The picture of the green paneled control centre/room looks like something straight out of outer-space.

Jeepers, my husband get's cross whenever he has to absorb the cost of a handful of rebar lengths, I can't imagine the millions upon millions of dollars worth of steel that goes into the making of such a facility.

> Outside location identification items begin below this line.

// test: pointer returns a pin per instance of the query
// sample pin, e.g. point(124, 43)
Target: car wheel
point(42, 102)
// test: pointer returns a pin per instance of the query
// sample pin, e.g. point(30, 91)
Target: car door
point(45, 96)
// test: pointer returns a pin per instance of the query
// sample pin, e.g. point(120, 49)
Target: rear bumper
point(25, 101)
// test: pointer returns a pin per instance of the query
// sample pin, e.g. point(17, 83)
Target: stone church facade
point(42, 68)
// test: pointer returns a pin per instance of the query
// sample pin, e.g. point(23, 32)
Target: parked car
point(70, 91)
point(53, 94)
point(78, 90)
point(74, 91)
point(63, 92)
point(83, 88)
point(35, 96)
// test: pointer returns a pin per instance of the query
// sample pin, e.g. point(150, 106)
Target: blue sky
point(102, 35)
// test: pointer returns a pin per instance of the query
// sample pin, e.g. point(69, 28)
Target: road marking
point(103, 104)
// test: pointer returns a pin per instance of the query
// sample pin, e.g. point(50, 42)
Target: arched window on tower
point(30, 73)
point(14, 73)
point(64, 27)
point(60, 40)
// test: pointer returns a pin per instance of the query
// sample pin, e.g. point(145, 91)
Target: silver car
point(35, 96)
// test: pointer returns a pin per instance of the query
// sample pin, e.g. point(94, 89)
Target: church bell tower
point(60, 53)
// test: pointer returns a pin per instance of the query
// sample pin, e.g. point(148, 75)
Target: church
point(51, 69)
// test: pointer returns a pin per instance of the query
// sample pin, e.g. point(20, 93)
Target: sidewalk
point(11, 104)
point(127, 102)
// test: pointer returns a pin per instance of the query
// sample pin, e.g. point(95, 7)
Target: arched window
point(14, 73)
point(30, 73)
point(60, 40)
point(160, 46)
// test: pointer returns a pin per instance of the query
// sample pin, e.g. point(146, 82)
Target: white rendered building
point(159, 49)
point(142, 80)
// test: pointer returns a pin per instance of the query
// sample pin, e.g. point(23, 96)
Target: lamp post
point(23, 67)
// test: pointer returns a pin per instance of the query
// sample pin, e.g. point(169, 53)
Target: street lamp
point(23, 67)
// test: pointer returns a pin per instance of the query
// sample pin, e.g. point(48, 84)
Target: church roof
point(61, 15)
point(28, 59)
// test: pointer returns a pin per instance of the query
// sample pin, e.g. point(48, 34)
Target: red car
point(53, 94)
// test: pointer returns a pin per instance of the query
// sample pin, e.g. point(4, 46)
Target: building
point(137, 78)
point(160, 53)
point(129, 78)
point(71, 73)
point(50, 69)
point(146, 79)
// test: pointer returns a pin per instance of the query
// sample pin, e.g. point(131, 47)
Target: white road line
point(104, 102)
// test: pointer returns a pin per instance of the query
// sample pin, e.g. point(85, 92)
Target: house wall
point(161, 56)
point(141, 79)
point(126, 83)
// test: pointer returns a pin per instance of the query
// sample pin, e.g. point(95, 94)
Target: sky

Very interesting stuff, Fast.


----------



## FastTrax (Oct 23, 2020)

Aunt Marg said:


> The picture of the green paneled control centre/room looks like something straight out of outer-space.
> 
> Jeepers, my husband get's cross whenever he has to absorb the cost of a handful of rebar lengths, I can't imagine the millions upon millions of dollars worth of steel that goes into the making of such a facility.
> 
> Very interesting stuff, Fast.



I think many of the new tech control facilities are the cats meow or is it the cats whiskers? AMTRAK CTEC and AMTRAK/LIRR/NJT PSCC are just too cool but the grunts who actually work the consoles are all stressed out. The district managers are too busy writing them up for not keeping the stations slots filled GOD forbid something happens to the trainsets.


----------